I have a data file and there are some unwanted blank lines. How to write a bash script , so that I can generate a new data file without these unwanted blank line ?
Thank you.

Welcome to the forum.

Please become accustomed to provide decent context info of your problem.

It is always helpful to carefully and detailedly phrase a request, and to support it with system info like OS and shell, related environment (variables, options), preferred tools, adequate (representative) sample input and desired output data and the logics connecting the two including your own attempts at a solution, and, if existent, system (error) messages verbatim, to avoid ambiguities and keep people from guessing.

On top, your problem has been solved umpteen times in these forums. Did you try searching for it?

I have a data files which consists of say almost 104 lines. I need to delete the 16 th,27th,38th,49th,60th,71,82,93.....etc lines from the data. How to write a bash script for this? I am a new linux user. Currently using vim-editor.

Hi,

There are a number of approaches, as an example you could test with.

fred@test # cat file_name | grep -v '^$'

Or you could use;

fred@test # sed '/^$/d' file_name

There are many options, what have you tried?

Gull04

Hi,
Could you please tell me how to use do..loop for deleting these specific lines using bash script?

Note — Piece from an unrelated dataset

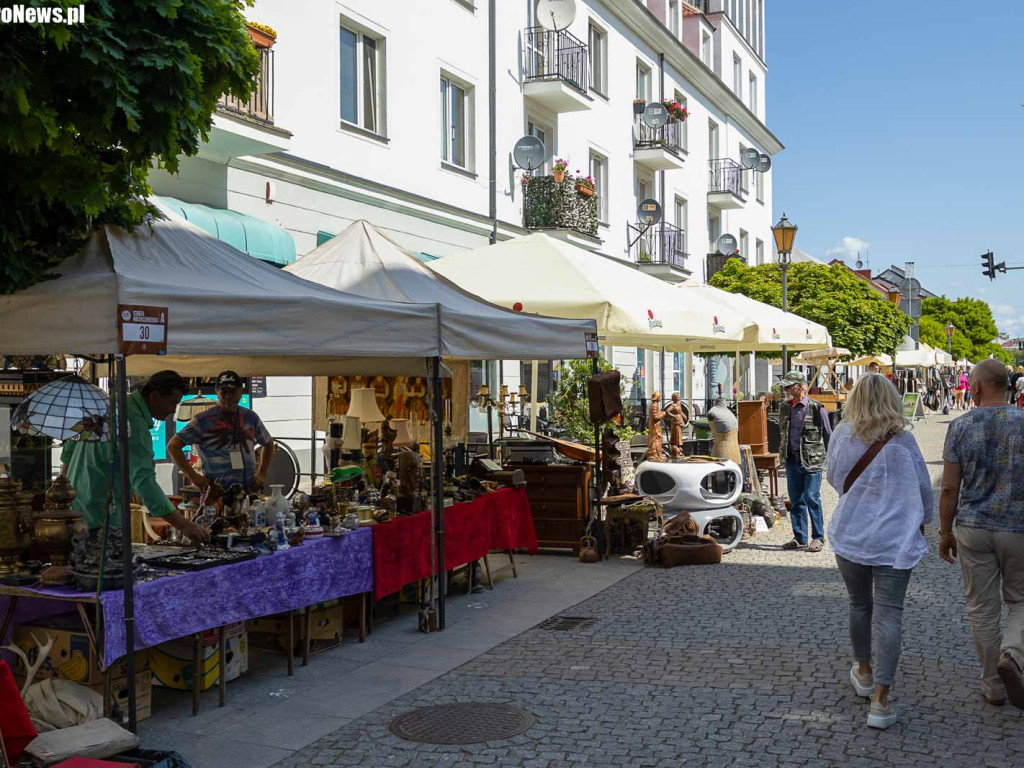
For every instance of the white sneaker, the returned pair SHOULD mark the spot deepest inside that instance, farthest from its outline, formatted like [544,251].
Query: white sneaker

The best approach IMO may be..

awk NF file

Since that will also delete lines that are strictly not empty, but that only contain spaces and TABS..

1 Like

Hi,
I have a file and I need to edit that file by deleting certain lines. I am interested in deleting the line number 16,27,38,49,60....etc from my original data file and would like to make a edited version of my file. For this I have used following code:

#!bin/bash
 loop.txt= $1
 loop1.txt=$2
 line=16
 while read line [$line -eq 16 && $line -le 64082];
 do
 >sed -line loop.txt
 echo $line>>"$loop1.txt"
 ((line=line+11))
 done<"$loop.itxt"

But its not working for me. How to write a bash script for this?

Try:

awk '(NR+6)%11' file > newfile

GNU sed:

sed '16~11d' file > newfile

Bash/ksh93/zsh:

while IFS= read -r line
do
  (( (++nr+6)%11 )) || continue
  printf "%s\n" "$line"
done < file > newfile

I agree with Scrutinzer, it's the way to go.